At the far end, he figured, was a way out of that lovely valley, and a route to another railhead, or the beginning of a drive to another market. His job was almost finished. From what he figured was a small campfire, at the far end of that heavenly place, rose a slight twist of smoke. Though he saw no movement of man or horse, it was surely the site of a guard post, keeping cattle within the confines of the secret meadow, waiting for the herd drive to start.
His next move was to get the information back to the Chief of Rangers, so that the secret and highly successful system of rustling could and would be ended. All he needed now were the names of those people who had set this operation into action, and who gained most from it. Though he had his suspicions, he would say no name until he had proof. Undeniable proof.

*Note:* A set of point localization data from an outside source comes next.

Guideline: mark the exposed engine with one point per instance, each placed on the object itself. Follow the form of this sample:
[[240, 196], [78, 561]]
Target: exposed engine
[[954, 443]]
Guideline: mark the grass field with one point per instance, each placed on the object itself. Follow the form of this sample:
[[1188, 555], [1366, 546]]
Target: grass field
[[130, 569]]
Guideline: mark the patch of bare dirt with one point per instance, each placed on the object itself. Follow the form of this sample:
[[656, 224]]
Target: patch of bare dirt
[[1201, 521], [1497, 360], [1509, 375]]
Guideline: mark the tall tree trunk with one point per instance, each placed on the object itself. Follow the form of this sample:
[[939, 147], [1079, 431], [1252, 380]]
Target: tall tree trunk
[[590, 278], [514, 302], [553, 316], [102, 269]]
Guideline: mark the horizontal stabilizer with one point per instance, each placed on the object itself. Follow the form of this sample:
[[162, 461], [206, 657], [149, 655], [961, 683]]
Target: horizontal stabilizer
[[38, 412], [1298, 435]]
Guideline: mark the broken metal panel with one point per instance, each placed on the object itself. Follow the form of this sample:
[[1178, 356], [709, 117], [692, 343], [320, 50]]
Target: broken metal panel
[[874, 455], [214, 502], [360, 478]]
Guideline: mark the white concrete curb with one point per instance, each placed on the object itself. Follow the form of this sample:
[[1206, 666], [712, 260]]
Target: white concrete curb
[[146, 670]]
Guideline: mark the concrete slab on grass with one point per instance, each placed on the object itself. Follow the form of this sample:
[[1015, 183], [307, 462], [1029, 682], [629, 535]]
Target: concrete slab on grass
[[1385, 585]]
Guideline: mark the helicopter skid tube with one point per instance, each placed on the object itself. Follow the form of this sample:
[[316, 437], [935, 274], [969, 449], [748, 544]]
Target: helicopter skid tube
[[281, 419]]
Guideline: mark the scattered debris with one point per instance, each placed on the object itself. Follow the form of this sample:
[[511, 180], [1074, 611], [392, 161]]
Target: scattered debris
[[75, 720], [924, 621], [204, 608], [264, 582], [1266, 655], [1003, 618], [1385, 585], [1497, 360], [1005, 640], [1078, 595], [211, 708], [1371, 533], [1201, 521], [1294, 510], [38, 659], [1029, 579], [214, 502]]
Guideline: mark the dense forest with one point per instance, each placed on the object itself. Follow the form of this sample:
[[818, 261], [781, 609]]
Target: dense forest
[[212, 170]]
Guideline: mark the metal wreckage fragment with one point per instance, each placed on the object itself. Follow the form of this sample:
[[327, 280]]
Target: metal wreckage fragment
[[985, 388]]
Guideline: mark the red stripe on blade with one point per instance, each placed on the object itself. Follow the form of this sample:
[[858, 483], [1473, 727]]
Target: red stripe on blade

Convinced of what he saw and how it operated, young and exuberant Merlin Moseby, Texas Ranger, studying the lay of the land that spread its beauty out in front of him across the width of the secret valley, never saw the three men sneaking up on him. He heard only the click of weapons. When he turned he was looking into the faces of Big T and two of his hired thugs, and all three had had guns aimed at his midsection.
The air crawled with silence. Big T smiled a wide grin, and said, “I heard your uncle was coming to town, Will Halfloaf, or whatever your name is. That gave me the first tip on who you really are. Set me off wondering about you. Played a nice game, Will. Had me fooled. Had the whole town fooled as far as that goes. What’s your real name?”
“I am Merlin Moseby, Texas Ranger, and the whole brigade of Rangers is on their way here to get you and your gang.”
“They’ll be lucky if they find this place. We’ve had it hidden for a dozen years or more. Think they’ll find it before we’re gone?”
“It only took me about seven days, Big T. Caught it almost coming out of the chute.”
Big T laughed long and loud, as did his sidekicks, and none of them, in their turn, saw or heard Bill Slater until he leveled his rifle at them from behind a clump of rock and said, “It’s all over Big T. The kid did you in, him and all his play acting, as I see it.”
When the Chief of Rangers showed up to help take Big T away, he said to the young Ranger Moseby, “What was the name of that there fellow, Merlin, the one whose pretended madness you copied?”
“I heard his name was Hamlet, but I think that was his play-acting name. I never knew his real name.”